Working in Kazakhstan

Although Kazakhstan's economy suffered high inflation rates and drastic devaluation of the tenge in 2015, it is slowly but steadily beginning to make a recovery. 

Despite Kazakhstan's past financial troubles, it is still the largest economy in Central Asia. Most expats employed in Kazakhstan will find themselves working in the nation's capital, Astana, or in Almaty. Abundant natural resources and a variety of thriving industries offer a number of opportunities for expats considering working in Kazakhstan. 

Job market in Kazakhstan


Kazakhstan has a number of valuable natural resources including oil, gas and metals. Prominent industries include engineering, construction and finance. As is the case with many countries in Asia, there is a high demand for English teachers. 
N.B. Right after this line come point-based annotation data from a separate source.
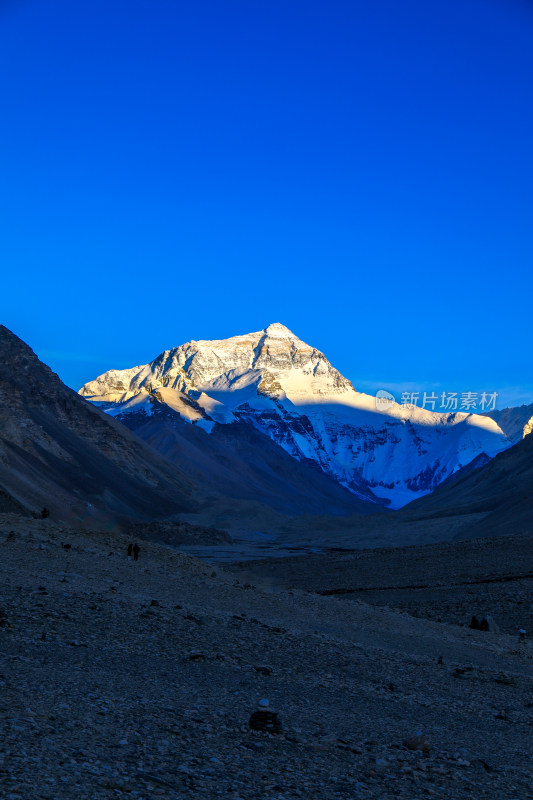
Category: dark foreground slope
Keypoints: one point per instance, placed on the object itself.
(60, 452)
(137, 680)
(501, 491)
(240, 462)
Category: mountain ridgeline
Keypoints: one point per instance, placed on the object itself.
(289, 392)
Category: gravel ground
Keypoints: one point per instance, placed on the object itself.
(123, 679)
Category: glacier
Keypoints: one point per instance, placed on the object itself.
(289, 390)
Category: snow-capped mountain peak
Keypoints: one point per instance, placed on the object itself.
(290, 391)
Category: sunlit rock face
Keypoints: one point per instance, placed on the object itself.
(290, 391)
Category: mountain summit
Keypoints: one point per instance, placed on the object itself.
(288, 390)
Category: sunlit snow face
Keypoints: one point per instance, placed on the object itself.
(374, 446)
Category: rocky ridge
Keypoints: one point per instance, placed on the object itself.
(290, 391)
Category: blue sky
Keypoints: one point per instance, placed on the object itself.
(359, 171)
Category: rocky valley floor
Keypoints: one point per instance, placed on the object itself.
(124, 679)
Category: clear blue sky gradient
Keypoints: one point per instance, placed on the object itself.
(360, 171)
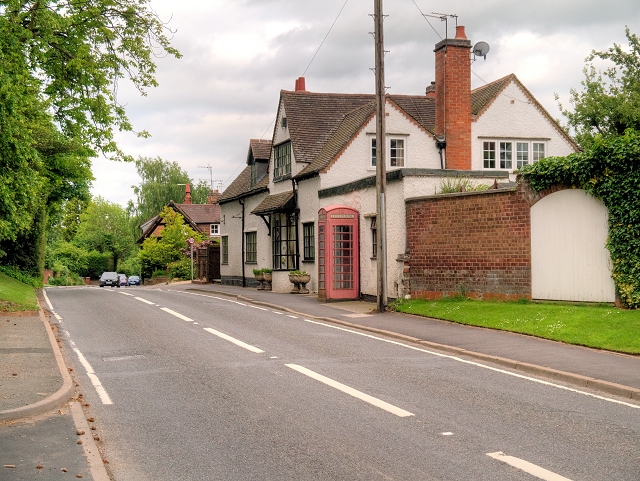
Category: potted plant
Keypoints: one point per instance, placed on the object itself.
(299, 280)
(260, 278)
(268, 277)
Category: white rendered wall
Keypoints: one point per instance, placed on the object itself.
(354, 163)
(569, 260)
(512, 116)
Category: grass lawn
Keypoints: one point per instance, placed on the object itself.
(16, 296)
(599, 326)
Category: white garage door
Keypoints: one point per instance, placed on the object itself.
(569, 260)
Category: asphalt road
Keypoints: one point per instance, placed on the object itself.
(192, 387)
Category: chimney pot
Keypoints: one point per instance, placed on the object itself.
(460, 32)
(300, 84)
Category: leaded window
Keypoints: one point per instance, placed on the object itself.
(282, 160)
(284, 228)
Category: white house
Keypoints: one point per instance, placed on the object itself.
(306, 199)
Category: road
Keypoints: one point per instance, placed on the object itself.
(196, 387)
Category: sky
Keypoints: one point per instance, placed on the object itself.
(238, 55)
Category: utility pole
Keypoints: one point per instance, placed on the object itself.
(381, 166)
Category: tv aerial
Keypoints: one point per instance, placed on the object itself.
(481, 49)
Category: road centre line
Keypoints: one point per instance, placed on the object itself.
(352, 392)
(177, 314)
(527, 467)
(477, 364)
(235, 341)
(145, 301)
(104, 397)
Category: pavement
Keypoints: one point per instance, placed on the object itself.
(34, 379)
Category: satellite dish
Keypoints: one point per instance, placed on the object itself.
(481, 49)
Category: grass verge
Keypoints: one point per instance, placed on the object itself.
(599, 326)
(16, 296)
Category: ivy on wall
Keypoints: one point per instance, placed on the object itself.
(609, 170)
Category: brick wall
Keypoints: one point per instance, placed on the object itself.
(472, 243)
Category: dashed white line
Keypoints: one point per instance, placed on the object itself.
(352, 392)
(237, 342)
(145, 301)
(477, 364)
(528, 467)
(177, 314)
(104, 397)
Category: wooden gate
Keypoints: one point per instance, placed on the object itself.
(208, 259)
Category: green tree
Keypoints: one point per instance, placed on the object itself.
(161, 253)
(104, 227)
(609, 102)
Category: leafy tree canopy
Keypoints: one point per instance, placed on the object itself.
(609, 102)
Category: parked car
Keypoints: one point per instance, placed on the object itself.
(109, 279)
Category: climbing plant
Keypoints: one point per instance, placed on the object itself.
(609, 169)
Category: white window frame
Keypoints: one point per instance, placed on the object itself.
(390, 141)
(511, 154)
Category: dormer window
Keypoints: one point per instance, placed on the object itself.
(254, 174)
(282, 161)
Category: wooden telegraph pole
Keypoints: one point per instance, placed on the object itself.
(381, 169)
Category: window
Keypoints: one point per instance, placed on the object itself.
(538, 151)
(525, 152)
(251, 248)
(505, 155)
(224, 247)
(396, 152)
(308, 233)
(522, 154)
(489, 155)
(374, 238)
(284, 227)
(282, 156)
(254, 174)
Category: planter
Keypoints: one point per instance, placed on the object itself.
(268, 277)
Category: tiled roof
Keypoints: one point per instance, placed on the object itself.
(241, 186)
(483, 96)
(420, 108)
(200, 213)
(348, 127)
(273, 202)
(312, 118)
(261, 149)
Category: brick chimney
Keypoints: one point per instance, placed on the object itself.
(300, 84)
(453, 99)
(187, 194)
(213, 197)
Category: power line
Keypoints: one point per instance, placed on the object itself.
(325, 37)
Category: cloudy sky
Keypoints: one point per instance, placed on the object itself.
(238, 55)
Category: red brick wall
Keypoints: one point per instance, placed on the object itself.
(478, 244)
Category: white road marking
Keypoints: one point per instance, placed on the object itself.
(104, 397)
(46, 298)
(177, 314)
(528, 467)
(352, 392)
(144, 300)
(477, 364)
(237, 342)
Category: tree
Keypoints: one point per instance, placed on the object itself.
(610, 101)
(104, 227)
(60, 63)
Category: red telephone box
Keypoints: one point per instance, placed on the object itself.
(338, 256)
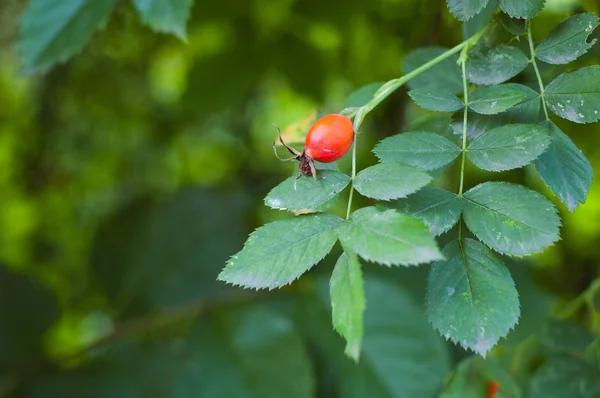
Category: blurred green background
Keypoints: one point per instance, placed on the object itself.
(130, 174)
There are a number of expat government workers and diplomats working in Kazakhstan, most of which are based in Astana.

Finding a job in Kazakhstan


Many of the expats working in Kazakhstan are employed by multinational companies. Others are not as lucky and have to face the daunting task of finding a job in Kazakhstan.

Online job boards and classified sections in local newspapers are a good place to start the search, but making personal connections in the country is likely to yield better results and more opportunities. LinkedIn can be a valuable resource in this case, as can local business meet-ups.

Work culture in Kazakhstan


Most Kazakhstan businesses follow the classic 40-hour Monday to Friday work week, with an eight-hour work day.

There is usually a chain of authority in the office with the most senior members of the company making decisions. In Kazakh culture, it's important to treat such individuals with a great degree of respect.

Kazakhs are known for their hospitality and expats are likely to find their co-workers friendly and welcoming. It's not unusual to socialise with colleagues outside of work and expats should endeavour to accept any and all invitations. If invited to the home of a local, expats should remember to remove their shoes at the door and should not use their left hand to touch or pick up anything as it is considered dirty. It's worth bearing in mind that the majority religion in Kazakhstan is Islam, so as a rule of thumb, any gifts should be strictly non-alcoholic.